В это утро, в понедельник, идя в офис, она и не думала о работе, вся во власти ожидания, что холодком притаилось где-то внутри – будто разом проглотила целую порцию мороженого. Что-то витало в воздухе – это она почувствовала почти сразу, как только вошла.
На столе ждала груда писем, и она тут же схватилась за них. Внутри все оборвалось – от Бойда было письмо. Этот резкий, угловатый почерк она узнала сразу. Всего несколько слов:
...«Найдете меня у очага…
Б.».
И только она спрятала листок в конверт, бережно, будто и то и другое представляло невероятную ценность, будто само ее имя, выведенное его рукой, – уже был знак, как в дверях появился Джайлс – и сразу пахнуло чем-то унылым.
– Джайлс, с Новым годом!
Он поздравил ее в ответ, но без привычной теплоты, формально как-то: пробормотал что-то, будто обращаясь к собственным ботинкам.
– Как красотка Шотландия?
– Передает тебе привет.
Тут он направился к шкафу с бумагами, потом – к столу секретарши, пока не занятому, и на этом обмен приветствиями закончился.
Еще с минуту Кэт продолжала лучезарно улыбаться ему, а он криво улыбался промокательной бумаге Полли.
– Ладно! – в конце концов сказала Кэт. Она наклонила голову, пытаясь поймать его взгляд. Но Джайлс лишь отвернулся и отправился в свой кабинет, по дороге внимательно изучая линолеум. Дверь за ним закрылась.
В таком духе прошло все утро.

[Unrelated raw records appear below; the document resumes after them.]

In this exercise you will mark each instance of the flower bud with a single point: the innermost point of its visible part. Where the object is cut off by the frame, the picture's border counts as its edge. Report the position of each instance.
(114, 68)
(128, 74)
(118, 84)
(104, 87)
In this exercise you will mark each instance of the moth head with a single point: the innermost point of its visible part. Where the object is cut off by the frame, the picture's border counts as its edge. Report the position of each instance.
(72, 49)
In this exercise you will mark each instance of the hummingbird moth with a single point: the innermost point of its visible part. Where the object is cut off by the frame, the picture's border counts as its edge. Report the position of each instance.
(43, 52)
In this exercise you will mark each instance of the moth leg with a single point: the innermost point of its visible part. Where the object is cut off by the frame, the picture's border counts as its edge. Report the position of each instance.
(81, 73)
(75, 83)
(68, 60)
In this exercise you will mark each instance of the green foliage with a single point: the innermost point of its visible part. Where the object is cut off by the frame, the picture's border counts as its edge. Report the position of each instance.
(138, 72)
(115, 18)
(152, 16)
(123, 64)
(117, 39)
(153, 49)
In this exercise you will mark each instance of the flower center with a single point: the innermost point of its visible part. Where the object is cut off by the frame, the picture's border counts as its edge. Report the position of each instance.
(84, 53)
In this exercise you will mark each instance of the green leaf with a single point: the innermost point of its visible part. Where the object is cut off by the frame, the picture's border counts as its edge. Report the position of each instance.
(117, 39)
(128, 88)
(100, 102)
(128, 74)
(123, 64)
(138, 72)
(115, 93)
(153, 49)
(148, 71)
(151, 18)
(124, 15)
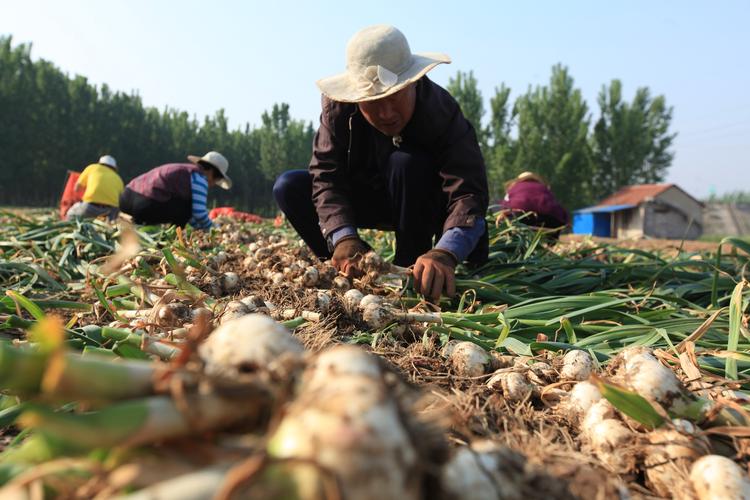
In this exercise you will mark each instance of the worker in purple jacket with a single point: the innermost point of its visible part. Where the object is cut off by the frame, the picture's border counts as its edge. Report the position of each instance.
(530, 195)
(393, 151)
(176, 193)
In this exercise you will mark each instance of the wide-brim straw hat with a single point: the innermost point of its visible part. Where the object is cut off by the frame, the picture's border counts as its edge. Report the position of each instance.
(525, 177)
(218, 161)
(379, 63)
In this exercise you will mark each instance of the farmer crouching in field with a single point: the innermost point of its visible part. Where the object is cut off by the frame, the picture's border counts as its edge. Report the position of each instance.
(101, 186)
(530, 195)
(176, 193)
(393, 151)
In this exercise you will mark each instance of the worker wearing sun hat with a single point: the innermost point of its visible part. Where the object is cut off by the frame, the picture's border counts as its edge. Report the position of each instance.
(529, 195)
(101, 186)
(176, 193)
(393, 151)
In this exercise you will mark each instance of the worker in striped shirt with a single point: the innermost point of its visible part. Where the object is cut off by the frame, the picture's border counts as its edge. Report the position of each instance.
(176, 193)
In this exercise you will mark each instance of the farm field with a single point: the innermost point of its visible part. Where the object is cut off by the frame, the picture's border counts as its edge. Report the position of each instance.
(165, 363)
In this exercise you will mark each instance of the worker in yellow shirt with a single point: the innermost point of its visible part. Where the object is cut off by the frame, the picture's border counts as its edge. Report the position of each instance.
(101, 186)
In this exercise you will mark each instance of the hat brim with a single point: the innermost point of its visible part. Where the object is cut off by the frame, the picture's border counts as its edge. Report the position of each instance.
(342, 88)
(225, 182)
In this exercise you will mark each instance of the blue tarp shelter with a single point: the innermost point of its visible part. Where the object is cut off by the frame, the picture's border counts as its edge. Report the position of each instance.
(596, 220)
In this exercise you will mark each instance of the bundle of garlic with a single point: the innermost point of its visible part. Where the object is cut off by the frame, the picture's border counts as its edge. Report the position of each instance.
(346, 427)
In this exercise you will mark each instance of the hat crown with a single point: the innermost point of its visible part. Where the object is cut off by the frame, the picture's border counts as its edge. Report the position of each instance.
(217, 160)
(379, 45)
(108, 161)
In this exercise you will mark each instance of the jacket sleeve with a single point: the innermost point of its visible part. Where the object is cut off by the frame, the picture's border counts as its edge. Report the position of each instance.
(462, 169)
(328, 167)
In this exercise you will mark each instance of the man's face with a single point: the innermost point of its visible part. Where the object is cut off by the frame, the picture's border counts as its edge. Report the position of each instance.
(390, 114)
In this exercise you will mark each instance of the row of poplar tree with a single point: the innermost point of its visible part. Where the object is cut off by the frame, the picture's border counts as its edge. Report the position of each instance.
(53, 122)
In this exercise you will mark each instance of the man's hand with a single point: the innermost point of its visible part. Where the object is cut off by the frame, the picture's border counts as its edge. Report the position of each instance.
(435, 272)
(347, 256)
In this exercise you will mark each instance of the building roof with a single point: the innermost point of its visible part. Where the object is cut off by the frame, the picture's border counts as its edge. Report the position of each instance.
(635, 195)
(598, 209)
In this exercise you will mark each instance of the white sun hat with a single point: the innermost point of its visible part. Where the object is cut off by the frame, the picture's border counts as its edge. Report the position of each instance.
(215, 160)
(379, 63)
(108, 161)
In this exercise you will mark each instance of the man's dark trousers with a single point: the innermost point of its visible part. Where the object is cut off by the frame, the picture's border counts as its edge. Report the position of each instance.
(403, 194)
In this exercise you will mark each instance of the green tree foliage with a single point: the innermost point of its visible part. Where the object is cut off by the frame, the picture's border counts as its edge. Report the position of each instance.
(465, 90)
(548, 130)
(553, 125)
(630, 141)
(53, 123)
(284, 143)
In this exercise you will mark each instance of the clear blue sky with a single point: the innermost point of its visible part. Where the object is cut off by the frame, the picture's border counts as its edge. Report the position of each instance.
(244, 55)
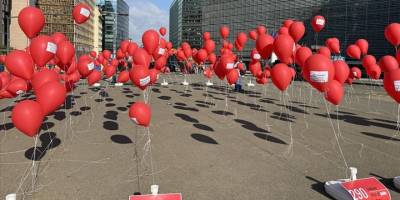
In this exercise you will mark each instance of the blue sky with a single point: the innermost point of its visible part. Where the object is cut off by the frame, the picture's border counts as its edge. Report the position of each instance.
(147, 14)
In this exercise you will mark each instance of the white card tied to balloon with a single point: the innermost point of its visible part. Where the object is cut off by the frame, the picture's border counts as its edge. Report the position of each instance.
(51, 47)
(145, 81)
(91, 66)
(161, 51)
(367, 188)
(397, 86)
(319, 76)
(85, 12)
(176, 196)
(320, 22)
(230, 65)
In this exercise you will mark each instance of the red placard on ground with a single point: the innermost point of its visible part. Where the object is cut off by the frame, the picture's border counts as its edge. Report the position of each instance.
(176, 196)
(367, 189)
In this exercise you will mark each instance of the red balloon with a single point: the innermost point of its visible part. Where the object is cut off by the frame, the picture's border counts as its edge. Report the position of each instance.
(85, 65)
(153, 76)
(353, 51)
(283, 48)
(41, 78)
(261, 30)
(224, 31)
(132, 48)
(141, 57)
(51, 96)
(318, 71)
(297, 30)
(19, 63)
(42, 49)
(302, 54)
(123, 77)
(94, 77)
(4, 79)
(17, 86)
(206, 36)
(58, 37)
(355, 73)
(342, 71)
(65, 52)
(281, 76)
(31, 20)
(27, 116)
(334, 92)
(163, 31)
(368, 60)
(318, 23)
(140, 76)
(265, 45)
(150, 40)
(81, 13)
(140, 113)
(333, 44)
(388, 63)
(391, 83)
(232, 76)
(325, 51)
(287, 23)
(253, 35)
(363, 45)
(107, 54)
(392, 34)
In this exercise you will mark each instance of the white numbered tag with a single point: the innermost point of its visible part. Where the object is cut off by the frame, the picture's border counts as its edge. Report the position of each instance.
(256, 56)
(230, 65)
(161, 51)
(85, 12)
(51, 47)
(91, 66)
(319, 76)
(145, 81)
(397, 86)
(320, 22)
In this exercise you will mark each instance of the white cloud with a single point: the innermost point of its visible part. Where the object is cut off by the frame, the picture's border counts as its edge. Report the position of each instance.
(146, 15)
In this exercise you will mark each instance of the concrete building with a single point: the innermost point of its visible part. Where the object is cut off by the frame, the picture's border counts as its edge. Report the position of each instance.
(116, 23)
(98, 30)
(5, 20)
(347, 20)
(186, 22)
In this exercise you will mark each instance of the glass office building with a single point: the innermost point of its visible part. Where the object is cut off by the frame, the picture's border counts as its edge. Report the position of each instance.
(115, 24)
(185, 22)
(347, 20)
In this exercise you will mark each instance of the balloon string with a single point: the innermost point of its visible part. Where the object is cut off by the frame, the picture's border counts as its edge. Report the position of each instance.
(336, 137)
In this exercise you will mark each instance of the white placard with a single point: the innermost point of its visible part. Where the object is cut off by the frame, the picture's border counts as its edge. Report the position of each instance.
(51, 47)
(161, 51)
(396, 85)
(91, 66)
(320, 22)
(230, 65)
(319, 76)
(257, 56)
(85, 12)
(144, 81)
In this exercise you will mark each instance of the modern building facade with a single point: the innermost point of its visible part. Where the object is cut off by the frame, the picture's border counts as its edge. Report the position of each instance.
(347, 20)
(186, 22)
(58, 19)
(5, 21)
(115, 24)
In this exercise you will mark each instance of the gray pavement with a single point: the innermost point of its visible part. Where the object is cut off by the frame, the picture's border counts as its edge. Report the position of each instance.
(260, 144)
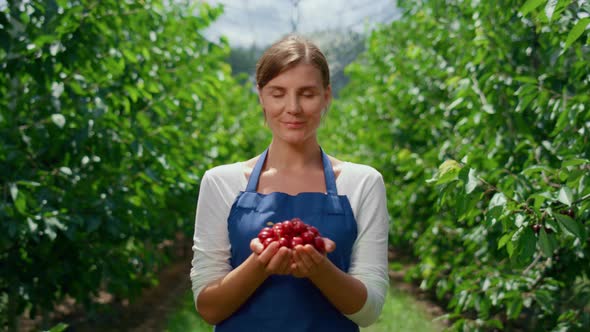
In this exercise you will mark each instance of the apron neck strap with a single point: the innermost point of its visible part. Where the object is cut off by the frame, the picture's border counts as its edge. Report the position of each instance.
(328, 173)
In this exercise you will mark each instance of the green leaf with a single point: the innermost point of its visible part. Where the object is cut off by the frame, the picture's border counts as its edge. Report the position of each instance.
(547, 242)
(536, 169)
(472, 182)
(527, 245)
(565, 196)
(569, 224)
(574, 162)
(59, 327)
(550, 9)
(577, 31)
(498, 200)
(529, 6)
(13, 191)
(561, 122)
(504, 239)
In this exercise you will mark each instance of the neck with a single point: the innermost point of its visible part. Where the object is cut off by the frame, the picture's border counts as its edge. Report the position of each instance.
(284, 156)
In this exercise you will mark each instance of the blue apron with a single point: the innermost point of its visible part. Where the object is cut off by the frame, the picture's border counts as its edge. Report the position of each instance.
(285, 303)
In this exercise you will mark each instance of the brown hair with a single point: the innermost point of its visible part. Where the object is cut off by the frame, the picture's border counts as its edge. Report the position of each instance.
(287, 53)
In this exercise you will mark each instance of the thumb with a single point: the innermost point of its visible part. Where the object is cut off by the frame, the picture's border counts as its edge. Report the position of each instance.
(256, 246)
(329, 244)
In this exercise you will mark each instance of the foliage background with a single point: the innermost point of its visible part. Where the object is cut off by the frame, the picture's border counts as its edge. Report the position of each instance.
(475, 112)
(110, 113)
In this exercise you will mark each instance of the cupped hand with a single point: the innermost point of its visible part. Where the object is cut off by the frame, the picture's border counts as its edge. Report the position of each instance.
(307, 261)
(273, 259)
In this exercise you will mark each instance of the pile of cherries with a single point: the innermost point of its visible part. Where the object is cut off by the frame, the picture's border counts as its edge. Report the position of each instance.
(291, 233)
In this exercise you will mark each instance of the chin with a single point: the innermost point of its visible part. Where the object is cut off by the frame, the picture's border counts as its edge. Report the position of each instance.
(295, 138)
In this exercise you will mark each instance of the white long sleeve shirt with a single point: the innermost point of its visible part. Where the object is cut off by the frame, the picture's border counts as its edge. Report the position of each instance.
(364, 187)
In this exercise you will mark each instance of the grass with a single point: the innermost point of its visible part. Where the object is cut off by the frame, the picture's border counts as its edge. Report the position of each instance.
(400, 313)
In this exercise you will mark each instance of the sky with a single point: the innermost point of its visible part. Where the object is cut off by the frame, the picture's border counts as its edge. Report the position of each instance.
(261, 22)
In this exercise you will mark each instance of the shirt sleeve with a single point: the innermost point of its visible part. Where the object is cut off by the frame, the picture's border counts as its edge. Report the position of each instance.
(211, 247)
(369, 256)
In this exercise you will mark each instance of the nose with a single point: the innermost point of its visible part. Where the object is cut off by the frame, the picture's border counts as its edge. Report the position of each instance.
(293, 104)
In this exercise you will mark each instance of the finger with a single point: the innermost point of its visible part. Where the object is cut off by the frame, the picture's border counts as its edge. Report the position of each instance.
(256, 246)
(315, 256)
(268, 253)
(303, 259)
(277, 260)
(286, 264)
(329, 245)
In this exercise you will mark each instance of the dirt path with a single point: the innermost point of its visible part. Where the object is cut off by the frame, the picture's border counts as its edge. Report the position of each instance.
(150, 311)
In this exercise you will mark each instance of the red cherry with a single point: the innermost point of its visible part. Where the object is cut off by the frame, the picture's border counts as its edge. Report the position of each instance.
(267, 242)
(284, 242)
(296, 241)
(313, 230)
(288, 226)
(298, 227)
(319, 244)
(307, 237)
(266, 229)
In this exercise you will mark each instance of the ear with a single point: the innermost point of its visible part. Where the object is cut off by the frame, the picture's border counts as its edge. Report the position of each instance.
(259, 94)
(328, 95)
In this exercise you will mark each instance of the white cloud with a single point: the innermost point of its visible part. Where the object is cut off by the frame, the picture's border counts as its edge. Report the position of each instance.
(264, 21)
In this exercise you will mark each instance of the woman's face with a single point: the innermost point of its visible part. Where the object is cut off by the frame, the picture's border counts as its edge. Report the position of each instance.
(293, 103)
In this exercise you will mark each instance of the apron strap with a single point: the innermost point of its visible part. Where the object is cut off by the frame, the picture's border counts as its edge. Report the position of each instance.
(253, 181)
(328, 173)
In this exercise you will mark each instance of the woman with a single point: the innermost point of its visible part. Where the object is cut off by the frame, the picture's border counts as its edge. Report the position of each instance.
(241, 286)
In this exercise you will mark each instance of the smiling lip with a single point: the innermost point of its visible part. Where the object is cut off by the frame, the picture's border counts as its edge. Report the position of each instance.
(293, 125)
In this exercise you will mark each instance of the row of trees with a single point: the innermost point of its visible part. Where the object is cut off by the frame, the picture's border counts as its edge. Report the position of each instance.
(477, 113)
(110, 111)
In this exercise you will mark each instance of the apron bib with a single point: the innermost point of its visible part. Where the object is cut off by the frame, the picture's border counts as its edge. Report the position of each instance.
(285, 303)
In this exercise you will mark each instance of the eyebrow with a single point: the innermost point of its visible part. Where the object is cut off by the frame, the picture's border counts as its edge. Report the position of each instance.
(306, 87)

Вскоре ей стало ясно, что, если ей и не очень-то нравилось быть кумиром Джайлса, то оказаться поверженным кумиром – еще хуже. В конце концов, она уже привыкла к этому неотрывному, по-щенячьи преданному взгляду, ей будет не по себе, если теперь он станет старательно отводить глаза. И она решила идти напролом – ей ли, после стольких лет знакомства, не знать, что всякий другой подход для Джайлса чересчур деликатен!